Mulai dari Helmy Hemilton, Surya Makmur Nasution, Putra Siregar, dan AKP Haris Lambey. Saat ini, nama-nama tersebut masih disurvei.

Nah, Rabu (15/07/2020) tadi, soal siapa yang akan berpasangan dengan Hijazi mulai mengerucut. Nama Helmy disebut-sebut berpeluang besar berduet dengan Hijazi. Itu setelah pertemuan antara ketua Dewan Kehormatan DPP Golkar, Akbar Tanjung dengan Helmy di Jakarta.

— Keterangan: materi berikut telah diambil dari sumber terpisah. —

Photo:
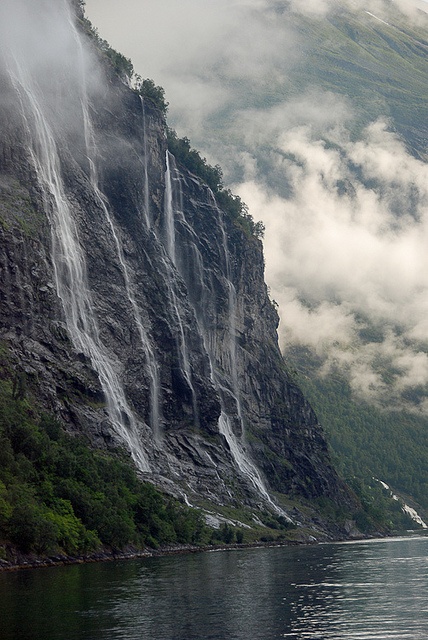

“Saya secara pribadi mendukung beliau (Helmy, Red.) dan bersedia menjadi jurkam (juru kampanye),” tegas Akbar kepada Helmy. Kedekatan Akbar dengan Helmy memang terjalin sejak lama. Keduanya sama-sama alumnus Himpunan Mahasiswa Islam (HMI).

“Ini adalah pertemuan antara senior dengan junior. Sewaktu Pak Akbar Tanjung menjabat sebagai ketua DPR RI, saya saat itu masih sebagai Presiden BEM Universitas Islam Sultan Agung Semarang,” canda Helmy, menimpali pernyataan Akbar.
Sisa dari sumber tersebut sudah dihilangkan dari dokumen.